According to the institute, the slight fall of Brent crude price, stability of the fuel stock levels among other factors will ensure the stability of fuel prices.
The IES further hints that the stabilization is as a result of stiff competition for market share among the various Oil Marketing Companies (OMCs) which will cause prices at the pumps to see a further dip if the prevailing competition continues.
“When you look at the indicators for determining prices of fuel, you look at oil, you also look at the exchange rate that is the cedi-dollar rate, then you look at the finished products on the world markets. The prices of both gasoline and oil fairly did not change. It ranged between 0.59% about 1% for both products,” the Principal Research Analyst at IES, Richmond Rockson told Citi Business News.

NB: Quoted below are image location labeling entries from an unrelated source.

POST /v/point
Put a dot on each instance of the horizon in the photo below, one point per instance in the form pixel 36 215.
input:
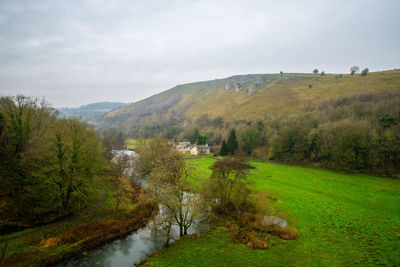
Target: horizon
pixel 85 52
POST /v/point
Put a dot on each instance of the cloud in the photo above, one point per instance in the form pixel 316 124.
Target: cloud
pixel 77 52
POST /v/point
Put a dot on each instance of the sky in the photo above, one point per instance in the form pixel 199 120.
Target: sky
pixel 79 52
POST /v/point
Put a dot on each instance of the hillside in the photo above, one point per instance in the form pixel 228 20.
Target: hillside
pixel 248 97
pixel 92 111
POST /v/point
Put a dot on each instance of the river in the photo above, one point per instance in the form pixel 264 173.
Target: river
pixel 134 248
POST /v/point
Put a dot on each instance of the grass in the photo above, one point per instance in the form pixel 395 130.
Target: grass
pixel 50 243
pixel 342 219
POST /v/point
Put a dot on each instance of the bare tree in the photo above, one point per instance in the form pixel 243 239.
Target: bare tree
pixel 170 178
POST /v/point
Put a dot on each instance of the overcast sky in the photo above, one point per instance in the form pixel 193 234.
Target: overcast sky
pixel 80 52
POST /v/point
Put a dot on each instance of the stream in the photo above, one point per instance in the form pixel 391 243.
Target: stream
pixel 134 248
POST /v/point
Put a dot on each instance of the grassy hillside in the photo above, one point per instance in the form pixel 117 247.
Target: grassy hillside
pixel 342 219
pixel 249 97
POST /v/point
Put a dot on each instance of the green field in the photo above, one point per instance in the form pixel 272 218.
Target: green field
pixel 342 219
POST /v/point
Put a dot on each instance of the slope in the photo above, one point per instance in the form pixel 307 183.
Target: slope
pixel 249 97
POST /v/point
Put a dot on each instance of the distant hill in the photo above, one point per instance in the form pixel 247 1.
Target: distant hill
pixel 91 112
pixel 248 97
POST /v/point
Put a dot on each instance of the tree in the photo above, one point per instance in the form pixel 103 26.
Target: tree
pixel 170 178
pixel 354 70
pixel 45 162
pixel 224 149
pixel 364 72
pixel 202 139
pixel 232 144
pixel 227 178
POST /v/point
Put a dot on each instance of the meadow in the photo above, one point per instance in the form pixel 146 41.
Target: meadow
pixel 343 219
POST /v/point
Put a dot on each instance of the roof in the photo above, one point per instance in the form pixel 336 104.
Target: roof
pixel 184 143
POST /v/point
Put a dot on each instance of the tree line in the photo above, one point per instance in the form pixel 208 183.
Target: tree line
pixel 46 163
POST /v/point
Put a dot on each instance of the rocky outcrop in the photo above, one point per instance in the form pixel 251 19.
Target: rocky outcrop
pixel 241 81
pixel 252 88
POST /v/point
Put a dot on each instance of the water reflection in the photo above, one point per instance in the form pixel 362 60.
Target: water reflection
pixel 134 248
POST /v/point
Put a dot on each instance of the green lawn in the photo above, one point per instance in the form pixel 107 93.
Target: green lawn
pixel 342 219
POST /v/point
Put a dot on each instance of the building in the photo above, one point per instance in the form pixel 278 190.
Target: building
pixel 184 147
pixel 200 150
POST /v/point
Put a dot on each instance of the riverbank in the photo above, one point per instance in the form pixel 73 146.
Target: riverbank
pixel 100 223
pixel 343 219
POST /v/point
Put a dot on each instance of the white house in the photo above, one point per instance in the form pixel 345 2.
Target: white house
pixel 188 148
pixel 184 147
pixel 200 150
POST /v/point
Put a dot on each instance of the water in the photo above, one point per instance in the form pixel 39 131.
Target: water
pixel 134 248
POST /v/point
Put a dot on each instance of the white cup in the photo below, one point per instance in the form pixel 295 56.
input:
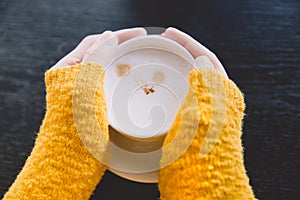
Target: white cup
pixel 144 85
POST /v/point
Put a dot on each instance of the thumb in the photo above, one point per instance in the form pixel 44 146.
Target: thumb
pixel 203 62
pixel 102 51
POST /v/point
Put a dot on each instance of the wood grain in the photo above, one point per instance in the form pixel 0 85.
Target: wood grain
pixel 257 41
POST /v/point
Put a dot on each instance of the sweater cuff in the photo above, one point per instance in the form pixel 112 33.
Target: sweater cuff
pixel 212 79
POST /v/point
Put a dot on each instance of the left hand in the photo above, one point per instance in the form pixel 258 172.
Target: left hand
pixel 98 48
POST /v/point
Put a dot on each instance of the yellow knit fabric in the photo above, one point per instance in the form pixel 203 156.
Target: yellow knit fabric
pixel 221 173
pixel 60 167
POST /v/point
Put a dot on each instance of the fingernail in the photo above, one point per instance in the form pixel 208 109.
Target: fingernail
pixel 204 62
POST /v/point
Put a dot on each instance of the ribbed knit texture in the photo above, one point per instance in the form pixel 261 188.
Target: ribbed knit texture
pixel 60 167
pixel 221 173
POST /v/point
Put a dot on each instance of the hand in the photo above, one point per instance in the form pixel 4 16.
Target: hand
pixel 98 48
pixel 203 56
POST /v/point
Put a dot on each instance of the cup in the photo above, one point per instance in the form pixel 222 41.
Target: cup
pixel 145 84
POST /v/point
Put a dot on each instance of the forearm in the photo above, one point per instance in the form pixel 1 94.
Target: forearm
pixel 59 166
pixel 221 173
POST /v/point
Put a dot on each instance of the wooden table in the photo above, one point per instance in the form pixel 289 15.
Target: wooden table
pixel 257 41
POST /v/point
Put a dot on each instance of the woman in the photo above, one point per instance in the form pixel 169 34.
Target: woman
pixel 60 167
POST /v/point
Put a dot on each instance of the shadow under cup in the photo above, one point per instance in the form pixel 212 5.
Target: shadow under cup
pixel 144 85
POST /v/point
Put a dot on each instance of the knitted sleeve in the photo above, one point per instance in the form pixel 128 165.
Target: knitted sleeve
pixel 220 174
pixel 60 167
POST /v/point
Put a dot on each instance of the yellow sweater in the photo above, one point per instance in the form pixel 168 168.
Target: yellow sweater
pixel 60 167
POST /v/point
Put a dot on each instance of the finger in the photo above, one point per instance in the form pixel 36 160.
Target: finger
pixel 204 62
pixel 130 33
pixel 194 47
pixel 83 46
pixel 101 39
pixel 102 50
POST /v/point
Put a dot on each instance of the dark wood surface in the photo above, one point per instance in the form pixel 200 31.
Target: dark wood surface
pixel 257 41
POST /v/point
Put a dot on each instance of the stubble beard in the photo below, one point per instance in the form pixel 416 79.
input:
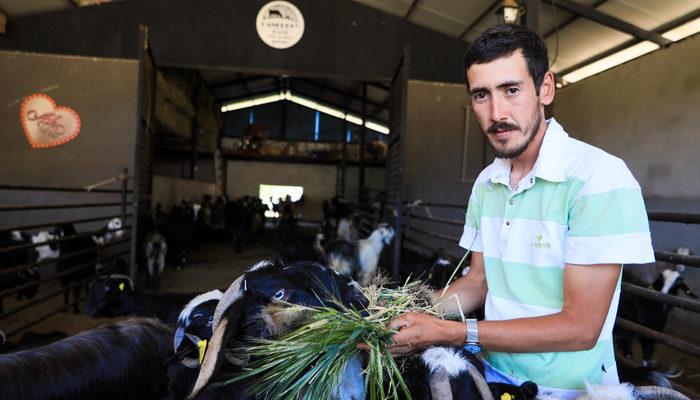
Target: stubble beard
pixel 507 153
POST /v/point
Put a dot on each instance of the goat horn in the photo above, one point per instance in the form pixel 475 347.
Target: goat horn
pixel 480 382
pixel 658 393
pixel 120 276
pixel 440 384
pixel 210 359
pixel 232 294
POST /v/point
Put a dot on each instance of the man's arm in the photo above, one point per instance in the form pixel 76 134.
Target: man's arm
pixel 588 291
pixel 470 289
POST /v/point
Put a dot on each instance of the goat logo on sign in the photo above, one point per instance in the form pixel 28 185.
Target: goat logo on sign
pixel 280 24
pixel 45 124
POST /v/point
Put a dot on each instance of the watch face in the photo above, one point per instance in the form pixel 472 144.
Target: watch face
pixel 472 348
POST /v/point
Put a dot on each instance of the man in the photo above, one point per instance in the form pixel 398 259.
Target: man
pixel 549 223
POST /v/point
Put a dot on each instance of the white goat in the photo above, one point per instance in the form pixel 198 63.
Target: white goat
pixel 359 259
pixel 348 229
pixel 156 250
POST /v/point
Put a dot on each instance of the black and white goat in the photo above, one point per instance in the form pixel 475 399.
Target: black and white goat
pixel 78 267
pixel 155 249
pixel 112 231
pixel 250 307
pixel 125 360
pixel 30 340
pixel 10 260
pixel 348 228
pixel 359 259
pixel 116 295
pixel 192 334
pixel 647 312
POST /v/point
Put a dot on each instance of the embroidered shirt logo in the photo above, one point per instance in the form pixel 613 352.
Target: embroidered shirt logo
pixel 539 244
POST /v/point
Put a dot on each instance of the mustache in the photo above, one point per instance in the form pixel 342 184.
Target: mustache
pixel 502 125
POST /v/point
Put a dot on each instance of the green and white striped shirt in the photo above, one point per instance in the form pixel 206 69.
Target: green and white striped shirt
pixel 578 205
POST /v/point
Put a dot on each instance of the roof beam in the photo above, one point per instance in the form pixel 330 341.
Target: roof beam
pixel 239 81
pixel 610 21
pixel 411 9
pixel 568 21
pixel 663 28
pixel 305 94
pixel 245 84
pixel 351 96
pixel 532 15
pixel 478 19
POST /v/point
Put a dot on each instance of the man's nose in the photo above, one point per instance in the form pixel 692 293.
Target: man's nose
pixel 499 109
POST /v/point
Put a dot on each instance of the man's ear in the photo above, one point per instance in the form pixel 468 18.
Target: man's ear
pixel 547 89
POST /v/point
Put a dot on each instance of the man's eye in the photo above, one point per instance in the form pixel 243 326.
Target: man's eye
pixel 479 96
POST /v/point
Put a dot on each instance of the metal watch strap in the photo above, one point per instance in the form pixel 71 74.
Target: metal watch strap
pixel 472 331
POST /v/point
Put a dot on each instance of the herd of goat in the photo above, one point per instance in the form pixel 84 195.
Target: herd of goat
pixel 175 345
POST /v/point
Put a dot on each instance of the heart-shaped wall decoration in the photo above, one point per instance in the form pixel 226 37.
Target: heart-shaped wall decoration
pixel 45 124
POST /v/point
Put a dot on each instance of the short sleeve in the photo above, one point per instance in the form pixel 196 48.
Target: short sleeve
pixel 471 237
pixel 607 221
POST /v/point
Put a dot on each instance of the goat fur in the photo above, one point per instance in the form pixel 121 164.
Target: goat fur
pixel 125 360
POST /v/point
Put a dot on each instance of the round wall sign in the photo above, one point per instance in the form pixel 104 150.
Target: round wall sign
pixel 280 24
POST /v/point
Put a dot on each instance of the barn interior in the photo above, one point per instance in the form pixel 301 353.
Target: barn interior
pixel 235 150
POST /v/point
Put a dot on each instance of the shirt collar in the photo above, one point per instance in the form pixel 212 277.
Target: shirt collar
pixel 550 164
pixel 550 160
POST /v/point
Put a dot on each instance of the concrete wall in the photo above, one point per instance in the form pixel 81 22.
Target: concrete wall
pixel 179 168
pixel 646 112
pixel 101 91
pixel 169 191
pixel 318 180
pixel 440 164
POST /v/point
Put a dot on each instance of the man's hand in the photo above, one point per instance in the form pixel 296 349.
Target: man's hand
pixel 418 331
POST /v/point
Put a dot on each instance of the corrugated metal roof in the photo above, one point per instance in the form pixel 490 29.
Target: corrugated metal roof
pixel 577 39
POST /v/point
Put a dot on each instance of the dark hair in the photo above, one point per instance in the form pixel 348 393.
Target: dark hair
pixel 501 41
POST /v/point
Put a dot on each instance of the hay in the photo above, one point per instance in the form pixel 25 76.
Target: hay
pixel 307 362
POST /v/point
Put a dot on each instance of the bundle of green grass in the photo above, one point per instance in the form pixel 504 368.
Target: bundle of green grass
pixel 308 361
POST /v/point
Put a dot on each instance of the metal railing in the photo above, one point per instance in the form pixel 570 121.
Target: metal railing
pixel 92 199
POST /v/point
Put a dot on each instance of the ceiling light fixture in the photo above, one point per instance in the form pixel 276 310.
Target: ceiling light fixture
pixel 510 11
pixel 630 53
pixel 305 102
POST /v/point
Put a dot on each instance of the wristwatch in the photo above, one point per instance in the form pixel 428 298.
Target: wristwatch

He added, “When you also look at the cedi, although it appreciated, it was really marginal. The cedi moved from about an average of Ghc4.22 to about Ghc4.18 as compared to the previous window. Putting it together you realize that there is no significant indicator that would affect price this time round.”
Richmond Rockson further advised the OMCs to endeavor to reduce prices further when they deem appropriate.
“So we are expecting that prices will remain fairly stable. We also urge OMC’s to reduce their prices marginally.”